Я сел у фонтана, под сенью высокого тополя, место это я хорошо помню. Пожилой священник (незаметно подосланный ко мне общиной) уселся возле меня. Он начал свою речь с самых избитых утверждений о бренности земного существования. Я покачал головой, и у него хватило такта, который все же не чужд иезуитам, понять, что этим он от меня ничего не добьется. Тогда он переменил тему разговора и стал говорить о том, как хороша листва и какая чистая вода в фонтане. Я согласился с ним.
— О, была бы наша жизнь такой чистой, как эта струя! — добавил он.
— О, если бы эта жизнь так же зеленела для меня, как это дерево, и так же могла приносить плоды, как этот тополь! — и я вздохнул.
— Сын мой, а разве не случается, что источники пересыхают, а деревья вянут?
— Да, отец мой, да, источник моей жизни был иссушен, а зеленая ветвь ее навсегда загублена ветром.
Произнося эти слова, я не мог удержаться от слез. Священник воспользовался тем, что, по его словам, было минутой, когда господь дохнул на мою душу. Мы говорили с ним очень долго, и наперекор своему обыкновению и против воли я слушал его упорно и внимательно, ибо не мог не заметить, что среди всей монастырской братии это был единственный человек, который ничем не досаждал мне — ни до того дня, когда я принял монашество, ни после; когда обо мне говорилось все самое худшее, он, по-видимому, просто не слушал и всякий раз, когда его собратья высказывали в отношении меня самые зловещие предположения, качал головой и ничего не говорил. Репутация его была безупречной, и он исполнял все монастырские обязанности с такой же образцовой точностью, как и я. При этом я не испытывал к нему доверия, как вообще ни к одному человеческому существу; но я терпеливо выслушивал его, и терпение мое подвергалось, по-видимому, не совсем обычному испытанию, ибо по прошествии часа (я не заметил, что беседа наша затянулась дольше положенного времени и что замечания нам никто не сделал) он все еще повторял: «Сын мой, ты еще примиришься с монастырской жизнью».
— Никогда, отец мой, никогда, разве что до завтра источник этот иссякнет, а дерево засохнет.
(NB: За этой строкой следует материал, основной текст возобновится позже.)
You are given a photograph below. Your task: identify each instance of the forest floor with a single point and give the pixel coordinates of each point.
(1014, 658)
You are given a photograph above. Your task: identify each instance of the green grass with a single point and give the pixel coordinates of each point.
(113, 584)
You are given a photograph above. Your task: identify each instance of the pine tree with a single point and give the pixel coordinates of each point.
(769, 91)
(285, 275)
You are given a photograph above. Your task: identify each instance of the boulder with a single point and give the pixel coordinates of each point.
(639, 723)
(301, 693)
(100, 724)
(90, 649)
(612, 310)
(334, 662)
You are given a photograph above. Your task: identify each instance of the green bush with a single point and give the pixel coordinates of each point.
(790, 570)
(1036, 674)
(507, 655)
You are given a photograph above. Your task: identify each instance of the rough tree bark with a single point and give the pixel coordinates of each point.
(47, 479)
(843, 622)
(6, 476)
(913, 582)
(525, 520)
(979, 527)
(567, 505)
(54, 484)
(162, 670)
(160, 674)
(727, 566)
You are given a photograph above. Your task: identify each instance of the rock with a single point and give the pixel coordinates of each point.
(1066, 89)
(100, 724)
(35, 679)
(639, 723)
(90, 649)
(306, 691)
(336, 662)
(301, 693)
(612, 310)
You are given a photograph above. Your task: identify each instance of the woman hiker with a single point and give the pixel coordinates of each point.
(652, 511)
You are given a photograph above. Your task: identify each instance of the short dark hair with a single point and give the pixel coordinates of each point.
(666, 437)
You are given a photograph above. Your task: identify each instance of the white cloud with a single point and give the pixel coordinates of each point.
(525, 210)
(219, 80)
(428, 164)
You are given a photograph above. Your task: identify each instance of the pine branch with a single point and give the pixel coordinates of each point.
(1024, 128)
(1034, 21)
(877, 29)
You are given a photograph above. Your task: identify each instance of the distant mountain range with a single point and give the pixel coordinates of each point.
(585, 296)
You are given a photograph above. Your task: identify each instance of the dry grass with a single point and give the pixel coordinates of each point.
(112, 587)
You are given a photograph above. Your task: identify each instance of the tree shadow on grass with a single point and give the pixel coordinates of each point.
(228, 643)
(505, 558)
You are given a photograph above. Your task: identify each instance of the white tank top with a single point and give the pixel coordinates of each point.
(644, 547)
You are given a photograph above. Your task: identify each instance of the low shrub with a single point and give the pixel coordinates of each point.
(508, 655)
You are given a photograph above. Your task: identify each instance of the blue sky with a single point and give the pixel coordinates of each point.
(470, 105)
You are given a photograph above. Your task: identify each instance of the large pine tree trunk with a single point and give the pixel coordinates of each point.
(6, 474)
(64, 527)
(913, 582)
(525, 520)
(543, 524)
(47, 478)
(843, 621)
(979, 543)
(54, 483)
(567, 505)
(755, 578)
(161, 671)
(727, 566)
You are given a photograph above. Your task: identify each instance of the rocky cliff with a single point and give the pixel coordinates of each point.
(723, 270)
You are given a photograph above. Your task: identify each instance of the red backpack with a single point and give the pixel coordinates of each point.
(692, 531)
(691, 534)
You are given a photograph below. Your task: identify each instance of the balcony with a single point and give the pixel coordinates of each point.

— Сын мой, чтобы спасти человеческую душу, господь совершал еще более великие чудеса.
Мы расстались, и я вернулся к себе в келью. Я не знаю, чем были заняты в ту ночь он и другие монахи, но перед утреней в монастыре поднялся такой шум, что можно было подумать, что весь Мадрид охвачен пожаром. Воспитанники, послушники и монахи сновали из кельи в келью, причем никто их не останавливал и ни о чем не спрашивал — казалось, что всякому порядку настал конец. Ни один колокол не звонил, не слышно было никаких приказаний соблюдать тишину; казалось, что монастырские власти навсегда примирились со всем этим гомоном. Из окна моего я видел, как люди бегают во всех направлениях, обнимают друг друга, что-то громко восклицают, молятся, дрожащими руками перебирают четки и восторженно воздевают глаза к небу. Веселящийся монастырь — зрелище странное, противоестественное и даже зловещее. Я сразу же заподозрил что-то недоброе, однако сказал себе: «Худшее уже позади, второй раз сделать меня монахом они не могут».